• (bkz: camdan kalp)
  • kirilmis bilek gibi bakar gozlerin
    kalbi camdan ,yaralari camdan
    kabugu buzdan sevgilim
    benim,benim kirilmis bilek gibi bakar gozlerin
    biliyorsun sokak sokak soguk
    sesim buruk mektubumun agzi bozuk
    olsun,eve donelim.
    kirilmis bilek gibi bakan gozlerin
    tamaaam cok pisim
    pisism ama guzelim
    lutfen sevgilim eve donelim
    cok acidim cok aciktim sevgilim
    cok acidim cok aciktim sevgilim
    sokak soguk sokak soguk
    nolur eve donelim biliyorsun sevgilim
    sokak soguk sokak soguk
    lutfen ipi cek
    beni cek
  • şarkının en vurucu kısmı
    'kırılmış bilek gibi bakar gözlerin' dir kanımca. umay'ın iç çekişleri de kayda değer bir kırıcılık katmış esere.
  • sözleriyle, umay umay'ın söyleyişiyle, klipteki göz alan kontrast ve renk oyunları ile etkileyici ve hırpalayıcı bir şarkı...
  • icinde muthis bir back vokal bulunduran, umay umayin essiz sarkilarindan bir digeri.
  • ilerde sweet november ile manhattan arasında gidip gelen bir film çekersem kesinlikle soundtrack'e alacağım bir parça olacaktır bu. "sesim buruk mektubumun agzi bozuk olsun,eve donelim. kirilmis bilek gibi bakan gozlerin tamaaam cok pisim pisim ama guzelim" kısımlarında dolphingirl den geri vokal bekliyorum, tabi isteğe göre cok "acidim cok aciktim sevgilim" kısmı için de cerbusef veya sela furtini 'den yardım alabilirim.
  • sokak soğudu artık, mektupların ağzı bozuldu, sevgisizliğe buz parçalarının arkasından gülüp "sevgilim" diyorsun. kabuğu buzdan sevgilin o senin.

    ipi çek. beni çek.

    karnın acıktı; sıcaklık içinde devinen mutluluk, gözlerindeki yeşillikle gökyüzünü yalamaya başladı. o da mutludur şimdi belki. kıyamadın noktalamaya, iki tane virgül yeter deyip gülebildin aynadaki malum kişiye...

    çok acıdım
    çok acıktım

    "sevgilim"
  • yıllar sonra dinlenildiğinde bile hala aynı duyguları yaşatan şarkıymış. o değil de, his olarak aynı şeyleri yaşatmasına rağmen, ben ne kadar çok değişmişmişim. çok. çoak. çoaoak.

    tamaaaaaam. pisim.
    pisim ama güzelim.
  • kalbi camdan; içindeki her şeyi gösteriyor. yaraları, sevinçleri, zaafları, hüzünleri...
    sanıyor ki kalbini olduğu gibi görenler onu sevebilecekler. anlatıyor safça kalbindekileri, dinleyenlerin sırtlan bakışlarından uzakta. onu anladılar ve sevdiler sanıyor. inanıyor; incitmeyecekler.. çünkü onlar vaatlerle geldiler..

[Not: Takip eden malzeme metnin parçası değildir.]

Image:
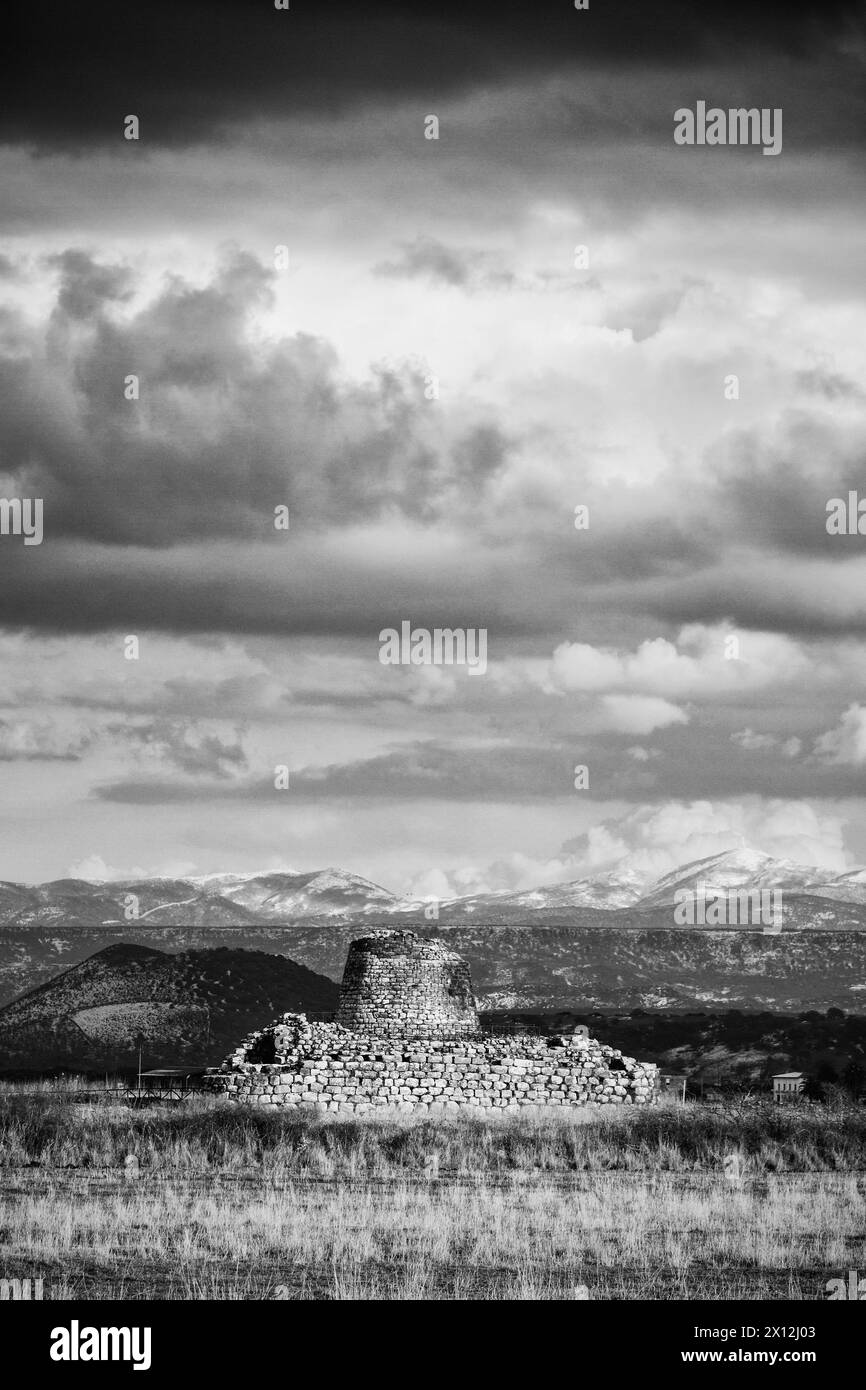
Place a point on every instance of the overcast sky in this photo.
(307, 387)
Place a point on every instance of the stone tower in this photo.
(398, 984)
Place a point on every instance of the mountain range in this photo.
(281, 897)
(608, 940)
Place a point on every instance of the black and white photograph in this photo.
(433, 669)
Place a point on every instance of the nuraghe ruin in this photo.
(407, 1034)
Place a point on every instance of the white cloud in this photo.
(641, 713)
(845, 742)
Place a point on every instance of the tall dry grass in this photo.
(227, 1203)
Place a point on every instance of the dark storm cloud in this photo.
(430, 259)
(698, 762)
(426, 257)
(192, 70)
(193, 751)
(223, 432)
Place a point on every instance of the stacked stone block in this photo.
(426, 1052)
(398, 984)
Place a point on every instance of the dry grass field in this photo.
(211, 1201)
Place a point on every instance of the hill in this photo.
(188, 1007)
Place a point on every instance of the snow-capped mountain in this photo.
(278, 895)
(733, 869)
(617, 888)
(331, 894)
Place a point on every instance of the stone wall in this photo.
(398, 984)
(407, 1036)
(299, 1064)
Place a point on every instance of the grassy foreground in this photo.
(216, 1201)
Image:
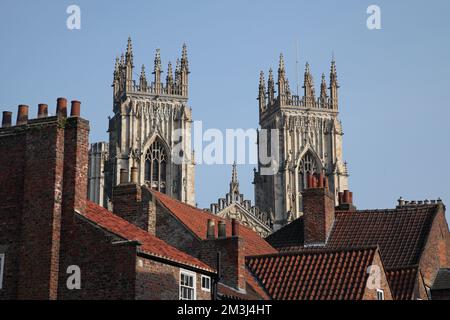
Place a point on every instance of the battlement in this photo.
(270, 99)
(176, 83)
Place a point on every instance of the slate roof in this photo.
(314, 274)
(400, 233)
(442, 280)
(150, 244)
(196, 220)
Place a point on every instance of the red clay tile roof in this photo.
(196, 220)
(150, 244)
(400, 233)
(402, 282)
(442, 280)
(318, 274)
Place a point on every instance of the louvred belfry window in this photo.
(156, 166)
(308, 165)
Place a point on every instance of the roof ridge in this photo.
(316, 251)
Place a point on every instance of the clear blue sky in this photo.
(395, 97)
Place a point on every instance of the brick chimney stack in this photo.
(45, 184)
(7, 119)
(318, 210)
(22, 115)
(42, 110)
(345, 201)
(133, 202)
(231, 248)
(61, 107)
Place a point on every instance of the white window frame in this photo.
(209, 281)
(2, 267)
(380, 293)
(194, 282)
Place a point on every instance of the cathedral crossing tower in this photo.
(151, 126)
(310, 141)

    ve çok kolay kırılıyor. oyun oynaması imkansız onun, oynadığı an hemen tuzla buz oluyor. gelip biri o kalbi yerden süpürüyor.

    kalbi camdan hangi kalbe çarpsa kırılıyor. trajikomik bir kaderi var, elinde değil, istese de güçlü olamaz o. kadifeden bir örtünün sarması lazım onu, hep başka birinin göğsünde arıyor huzuru. o tenin altında çarpan kalpte yeri var sanıyor.

    güzel bir laftır "kalbi camdan". camdan bir kalbin, başka biri tarafından fark edilip, dile gelmesidir. yanından kırmadan geçip giden birinin seslenişidir. "onu incitmeyin" der gibidir üçüncü tekin olmayan şahıslara.. hikayenin sonu değişmez; sonra biri gelir o kalbi süpürür.

    yalnızlar ve ardında bıraktıkları olmasa, bu süpürgeler ne çok yalnız kalacaklar.. süpürürken ne çok dalga geçiyorlar oysa..
  • karanlık bir gece ve bir kaldırım köşesini anımsatır.